Non è un elenco esaustivo ma penso possa bastare. Come si vede sono molte le situazioni che richiedono l’intervento pubblico che ovviamente è sempre problematico. Non di rado, è distorto dai Gruppi di interesse organizzati e da disinformazione. L’informazione perfetta, il c.d. modello olimpico di Simon, non esiste nel settore privato né in quello pubblico. Il cattivo funzionamento della democrazia dipende da cattiva informazione, da conflitti di interesse, da partiti e movimenti politici che antepongono gli interessi di parte a quelli generali.  Se così, in termini empirici – afferma De Vincenti – non si possono imporre attraverso il TUSP limiti assoluti. Si può ragionevolmente accedere all’idea di eliminare le imprese pubbliche inefficienti in ossequio al divieto di spreco del denaro pubblico e, a un tempo, muoversi verso il superamento del TUSP abbandonando il vincolo ivi previsto del divieto di attività e valorizzando il vincolo di scopo anche in chiave di sussidiarietà.      

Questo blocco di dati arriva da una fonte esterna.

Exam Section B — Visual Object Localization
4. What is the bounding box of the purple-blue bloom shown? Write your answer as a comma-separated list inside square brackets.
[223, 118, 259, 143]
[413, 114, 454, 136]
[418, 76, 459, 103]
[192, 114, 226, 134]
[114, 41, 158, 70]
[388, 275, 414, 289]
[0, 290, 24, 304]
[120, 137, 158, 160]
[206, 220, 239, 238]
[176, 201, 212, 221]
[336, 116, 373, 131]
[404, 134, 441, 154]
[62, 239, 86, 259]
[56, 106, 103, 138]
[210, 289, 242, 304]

Tornando al pregevole volume di Astrid che viviseziona il TUSP, tenendo presente che detta riforma non mi sembra fattibile in tempi ravvicinati, mi pongo la domanda finale su  come valutare le troppe deroghe rispetto alle norme generali in un paese di guardie e ladri dove le burocrazie e le magistrature chiedono leggi casistiche e il governo a capo dell’esecutivo ha espropriato il Parlamento del potere legislativo; nessun potere dello Stato si fida degli altri due e tutti e tre si illudono che i problemi si risolvano scrivendo nuove leggi.  Negativamente se siete neoliberisti e credete alla favola dei mercati perfettamente efficienti. Positivamente se le deroghe necessarie risolvono realisticamente problemi relativi a fattispecie concrete che richiedono interventi pubblici risolutivi piuttosto che divieti generali (come quello di vietare all’operatore pubblico di creare una impresa pubblica) non consentirebbero. E sappiamo – come illustrato sopra – che la questione è di ben altra portata e riguarda la classica tripartizione delle funzioni del bilancio dell’operatore pubblico ai vari livelli: allocativa, di stabilizzazione, redistributiva.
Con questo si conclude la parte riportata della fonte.